Wir haben auch sehr viele geile Schlagzeuger angetestet und haben auch jemand gefunden, der wirklich technisch auf dem Niveau ist, der Marc sogar locker übertreffen konnte und auch die Bildung im Metal allgemein und im Thrash Metal hat. Es ist ja auch so, dass er aus Polen kommt und dort ist die Schlagzeugtradition groß ist, wir zB bei BEHEMOTH oder VADER. Es gibt dort extrem viele gute Schlagzeuger. Er ist eigentlich auch kein Extreme Metal Drummer, sondern eher eine Metal Trommler mit klassischen Einschlägen, der auch im Warschauer Symphony Orchester spielt. Er wurde uns eben auch von den genannten Combos empfohlen, die sagten, dass der ein richtiges Tier an den Drums ist. Er ist ja auch fast zwei Meter groß und somit eine Erscheinung. Er ist mit DESTRUCTION, SLAYER, MAIDEN, PRIEST und den typischen Combos aufgewachsen. Zwischendurch hat er auch Progressiven Rock gemacht und so weiter, aber ist einfach voll der Typ für die Musik, die wir machen. Die Entscheidung war dann nicht schwer, denn er hat einfach alle anderen an die Wand geblasen. Wer jetzt denkt, die Platte wurde dahingehend irgendwie nachbearbeitet, der muss auf unsere Live-Shows kommen und sich persönlich von der sensationellen Leistung von ihm überzeugen. Er hat DESTRUCTION somit sogar noch ein kleines Upgrade gegeben und noch einen draufsetzt, noch dazu mit so einer Lockerheit. Er passt auch gut zu uns, wir verstehen uns gut und er geht auch gerne mal einen Saufen, was ja auch zur deutschen Mentalität passt. Und für mich als Bassisten ist es natürlich ein Wahnsinn, wenn man da noch ein neues Level nach dreißig jahren erreicht. Ich bin echt happy und hab da Tränen in den Augen.

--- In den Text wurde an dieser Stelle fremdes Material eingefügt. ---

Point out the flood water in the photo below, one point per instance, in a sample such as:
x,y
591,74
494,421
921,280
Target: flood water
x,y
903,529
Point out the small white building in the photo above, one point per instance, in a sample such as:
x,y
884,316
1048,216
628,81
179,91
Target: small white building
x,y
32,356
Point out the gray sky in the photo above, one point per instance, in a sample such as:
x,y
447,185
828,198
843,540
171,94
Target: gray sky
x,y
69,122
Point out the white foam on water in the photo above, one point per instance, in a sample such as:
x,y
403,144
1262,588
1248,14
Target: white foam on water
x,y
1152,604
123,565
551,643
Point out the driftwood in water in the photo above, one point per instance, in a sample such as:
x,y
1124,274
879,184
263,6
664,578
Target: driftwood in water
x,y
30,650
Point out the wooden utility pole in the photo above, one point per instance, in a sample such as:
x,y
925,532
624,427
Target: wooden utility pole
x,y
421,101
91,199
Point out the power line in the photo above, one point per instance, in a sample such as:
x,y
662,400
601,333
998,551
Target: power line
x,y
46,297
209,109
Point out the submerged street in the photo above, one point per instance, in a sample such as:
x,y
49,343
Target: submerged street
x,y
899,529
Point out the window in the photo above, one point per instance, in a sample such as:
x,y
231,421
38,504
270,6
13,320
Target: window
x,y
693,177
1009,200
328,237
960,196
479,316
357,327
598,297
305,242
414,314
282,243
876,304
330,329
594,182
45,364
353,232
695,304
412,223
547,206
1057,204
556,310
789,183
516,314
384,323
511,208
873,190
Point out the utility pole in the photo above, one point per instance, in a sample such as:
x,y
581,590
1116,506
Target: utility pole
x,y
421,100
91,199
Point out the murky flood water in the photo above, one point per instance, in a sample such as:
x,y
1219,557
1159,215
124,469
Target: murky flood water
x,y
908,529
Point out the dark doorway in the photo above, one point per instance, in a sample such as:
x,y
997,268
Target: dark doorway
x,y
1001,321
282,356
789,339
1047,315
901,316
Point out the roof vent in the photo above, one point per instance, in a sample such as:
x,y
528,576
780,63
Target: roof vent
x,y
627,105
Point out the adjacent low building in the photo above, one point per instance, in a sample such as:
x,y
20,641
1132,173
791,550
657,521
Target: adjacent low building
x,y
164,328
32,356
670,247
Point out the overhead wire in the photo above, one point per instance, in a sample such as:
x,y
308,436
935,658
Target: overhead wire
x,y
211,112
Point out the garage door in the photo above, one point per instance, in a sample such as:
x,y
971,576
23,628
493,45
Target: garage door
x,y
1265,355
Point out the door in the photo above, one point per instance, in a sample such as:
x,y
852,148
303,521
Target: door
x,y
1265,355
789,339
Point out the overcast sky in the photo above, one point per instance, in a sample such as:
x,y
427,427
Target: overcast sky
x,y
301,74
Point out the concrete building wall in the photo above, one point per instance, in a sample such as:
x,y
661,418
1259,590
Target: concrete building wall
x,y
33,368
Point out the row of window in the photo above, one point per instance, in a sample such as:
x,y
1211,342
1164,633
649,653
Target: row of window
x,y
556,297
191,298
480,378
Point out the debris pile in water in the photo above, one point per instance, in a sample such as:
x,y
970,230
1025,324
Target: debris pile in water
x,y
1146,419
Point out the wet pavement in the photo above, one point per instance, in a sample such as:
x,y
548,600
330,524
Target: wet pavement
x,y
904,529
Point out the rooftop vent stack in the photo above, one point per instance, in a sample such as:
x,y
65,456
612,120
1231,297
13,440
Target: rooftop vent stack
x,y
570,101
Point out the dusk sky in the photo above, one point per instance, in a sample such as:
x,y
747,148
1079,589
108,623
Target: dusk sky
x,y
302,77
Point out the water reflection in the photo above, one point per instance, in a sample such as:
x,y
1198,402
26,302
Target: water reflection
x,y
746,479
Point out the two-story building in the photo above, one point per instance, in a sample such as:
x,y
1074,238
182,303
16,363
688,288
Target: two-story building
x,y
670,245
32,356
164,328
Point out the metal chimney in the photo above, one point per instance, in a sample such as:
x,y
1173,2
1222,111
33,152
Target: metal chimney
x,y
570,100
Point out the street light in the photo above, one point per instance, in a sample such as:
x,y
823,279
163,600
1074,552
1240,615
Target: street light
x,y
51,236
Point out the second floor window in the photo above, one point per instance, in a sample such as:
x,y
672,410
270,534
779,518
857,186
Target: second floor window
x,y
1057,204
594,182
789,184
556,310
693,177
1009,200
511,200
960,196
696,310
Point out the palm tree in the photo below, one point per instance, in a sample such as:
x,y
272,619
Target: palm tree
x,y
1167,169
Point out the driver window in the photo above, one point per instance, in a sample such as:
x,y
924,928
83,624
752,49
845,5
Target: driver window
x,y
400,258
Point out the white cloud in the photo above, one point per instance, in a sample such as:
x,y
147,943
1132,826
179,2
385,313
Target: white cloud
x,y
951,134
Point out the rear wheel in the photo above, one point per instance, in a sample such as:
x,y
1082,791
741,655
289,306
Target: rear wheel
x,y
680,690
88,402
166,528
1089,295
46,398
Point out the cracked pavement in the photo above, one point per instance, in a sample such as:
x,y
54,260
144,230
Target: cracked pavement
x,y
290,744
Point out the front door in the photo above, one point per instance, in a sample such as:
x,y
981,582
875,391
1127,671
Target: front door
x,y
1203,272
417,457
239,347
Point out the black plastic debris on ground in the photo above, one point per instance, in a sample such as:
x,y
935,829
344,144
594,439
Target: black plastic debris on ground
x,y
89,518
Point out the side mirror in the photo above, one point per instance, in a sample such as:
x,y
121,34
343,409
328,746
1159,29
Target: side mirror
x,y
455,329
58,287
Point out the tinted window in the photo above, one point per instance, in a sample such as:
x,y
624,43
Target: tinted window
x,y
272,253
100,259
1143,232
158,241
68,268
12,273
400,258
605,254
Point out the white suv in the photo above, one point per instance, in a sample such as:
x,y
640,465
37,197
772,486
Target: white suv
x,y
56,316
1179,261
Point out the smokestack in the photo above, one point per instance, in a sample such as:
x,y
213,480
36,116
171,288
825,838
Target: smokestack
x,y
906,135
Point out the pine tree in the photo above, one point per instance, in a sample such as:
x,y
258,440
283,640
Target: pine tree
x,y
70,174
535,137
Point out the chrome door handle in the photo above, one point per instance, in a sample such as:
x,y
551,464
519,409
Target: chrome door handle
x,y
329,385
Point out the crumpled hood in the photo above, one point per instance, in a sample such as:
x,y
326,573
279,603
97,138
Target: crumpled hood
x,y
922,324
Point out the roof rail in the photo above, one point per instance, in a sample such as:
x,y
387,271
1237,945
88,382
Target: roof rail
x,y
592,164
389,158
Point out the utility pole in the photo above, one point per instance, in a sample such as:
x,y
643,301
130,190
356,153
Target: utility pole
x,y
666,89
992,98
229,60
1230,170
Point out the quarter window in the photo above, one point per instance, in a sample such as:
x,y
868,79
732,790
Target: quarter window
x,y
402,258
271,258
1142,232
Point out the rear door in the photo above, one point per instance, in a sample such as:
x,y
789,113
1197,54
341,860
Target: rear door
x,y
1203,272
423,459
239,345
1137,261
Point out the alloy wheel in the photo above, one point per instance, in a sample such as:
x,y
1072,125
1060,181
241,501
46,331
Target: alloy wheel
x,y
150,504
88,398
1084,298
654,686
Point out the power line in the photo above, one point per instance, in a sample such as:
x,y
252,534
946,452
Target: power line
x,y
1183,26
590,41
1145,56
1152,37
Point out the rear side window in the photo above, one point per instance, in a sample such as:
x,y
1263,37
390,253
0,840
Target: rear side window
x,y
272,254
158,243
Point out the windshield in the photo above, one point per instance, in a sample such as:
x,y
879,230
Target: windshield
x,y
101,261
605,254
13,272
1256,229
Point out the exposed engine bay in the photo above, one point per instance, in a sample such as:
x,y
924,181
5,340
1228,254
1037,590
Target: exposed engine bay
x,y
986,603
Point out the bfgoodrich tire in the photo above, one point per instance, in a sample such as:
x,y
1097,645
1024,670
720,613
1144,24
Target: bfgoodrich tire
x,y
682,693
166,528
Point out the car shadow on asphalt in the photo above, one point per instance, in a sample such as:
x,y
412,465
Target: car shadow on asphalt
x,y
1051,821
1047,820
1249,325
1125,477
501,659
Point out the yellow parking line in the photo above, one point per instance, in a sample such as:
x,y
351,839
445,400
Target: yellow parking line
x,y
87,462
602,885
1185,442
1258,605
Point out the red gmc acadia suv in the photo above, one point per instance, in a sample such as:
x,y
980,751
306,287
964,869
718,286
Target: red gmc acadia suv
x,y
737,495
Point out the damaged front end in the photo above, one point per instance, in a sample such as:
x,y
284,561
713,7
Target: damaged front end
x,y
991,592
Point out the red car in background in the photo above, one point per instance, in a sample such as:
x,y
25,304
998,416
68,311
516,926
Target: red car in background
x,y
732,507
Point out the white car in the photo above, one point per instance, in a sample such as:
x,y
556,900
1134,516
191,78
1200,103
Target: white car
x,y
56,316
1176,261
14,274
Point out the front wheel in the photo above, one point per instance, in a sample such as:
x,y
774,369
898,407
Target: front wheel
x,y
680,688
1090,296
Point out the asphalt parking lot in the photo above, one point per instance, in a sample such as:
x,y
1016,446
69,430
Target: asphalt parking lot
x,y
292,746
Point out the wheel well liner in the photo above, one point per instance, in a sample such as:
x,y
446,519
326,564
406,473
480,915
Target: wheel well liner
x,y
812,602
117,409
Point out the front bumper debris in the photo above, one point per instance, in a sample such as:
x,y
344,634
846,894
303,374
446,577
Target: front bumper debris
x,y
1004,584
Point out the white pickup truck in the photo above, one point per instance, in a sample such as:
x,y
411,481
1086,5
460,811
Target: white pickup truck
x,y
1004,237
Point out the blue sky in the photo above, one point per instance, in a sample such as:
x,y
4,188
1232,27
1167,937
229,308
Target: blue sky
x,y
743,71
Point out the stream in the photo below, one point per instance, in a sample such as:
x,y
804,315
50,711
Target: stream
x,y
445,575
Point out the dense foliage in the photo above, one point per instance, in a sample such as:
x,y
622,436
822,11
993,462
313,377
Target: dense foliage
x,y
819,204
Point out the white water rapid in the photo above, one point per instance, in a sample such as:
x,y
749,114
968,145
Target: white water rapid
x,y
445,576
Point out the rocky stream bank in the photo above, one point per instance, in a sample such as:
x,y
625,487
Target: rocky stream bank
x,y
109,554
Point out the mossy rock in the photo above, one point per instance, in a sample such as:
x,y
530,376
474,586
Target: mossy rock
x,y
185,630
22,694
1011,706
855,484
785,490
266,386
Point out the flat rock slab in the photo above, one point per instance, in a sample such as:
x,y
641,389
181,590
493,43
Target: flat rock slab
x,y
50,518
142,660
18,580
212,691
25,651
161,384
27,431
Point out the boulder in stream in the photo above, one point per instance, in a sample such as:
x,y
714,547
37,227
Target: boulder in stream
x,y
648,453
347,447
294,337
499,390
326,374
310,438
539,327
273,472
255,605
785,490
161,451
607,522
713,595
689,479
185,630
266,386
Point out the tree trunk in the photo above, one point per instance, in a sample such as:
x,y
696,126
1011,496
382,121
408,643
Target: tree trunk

Gibt es gar keine Probleme mit der Distanz, da er ja in Polen zuhause ist?


Als Süddeutscher… und unser Ex-Drummer kommt aus Berlin und wenn du jetzt auf die Landkarte schaust, dann merkst du dass da gar nicht so viel Unterschied ist. Der Flug dorthin ist eigentlich überhaupt kein Unterschied. So sehr ich die Globalisierung auch hasse, ist es dank der Fluglinien, die immer mehr anbieten, natürlich großartig. Gerade Warschau, das ja vor einigen Jahren noch hinter dem eisernen Vorhang war.


Auch nach fast dreißig Jahren und vielen Phasen, die DESTRUCTION durchgemacht haben, auch mit vielen Experimenten usw., erkennt man sofort einen Song von DESTRUCTION auch als diesen. Wie macht man diesen Effekt und wie sehr legt ihr Wert auf diesen?


Das ist Gut, danke! Wie macht man diesen Effekt? Das ist eine gute Frage. Wenn du das so siehst, dann ist das ein riesen Kompliment. Wir machen keinen Metal am Reißbrett, wir machen das einfach aus dem Bauch raus und unterhalten uns durchaus darüber, wo es hingeht. Aber am Ende ist jeder Song eine Überraschung, auch für uns. Was daraus entsteht ist auch ein Teil der Psyche und Kreativität. Wir arbeiten auch sehr gut im Team, was nicht immer so war. Das ist jetzt irgendwie so gewachsen, was man auch nicht beschreiben kann. Wie beim Sex – entweder es läuft, oder es läuft nicht. Wir hatten uns ja auch mal zerstritten und kamen dann wieder zusammen. Die ersten Jahre nach der Reunion haben wir uns auch nicht leicht getan beim Schreiben der Songs.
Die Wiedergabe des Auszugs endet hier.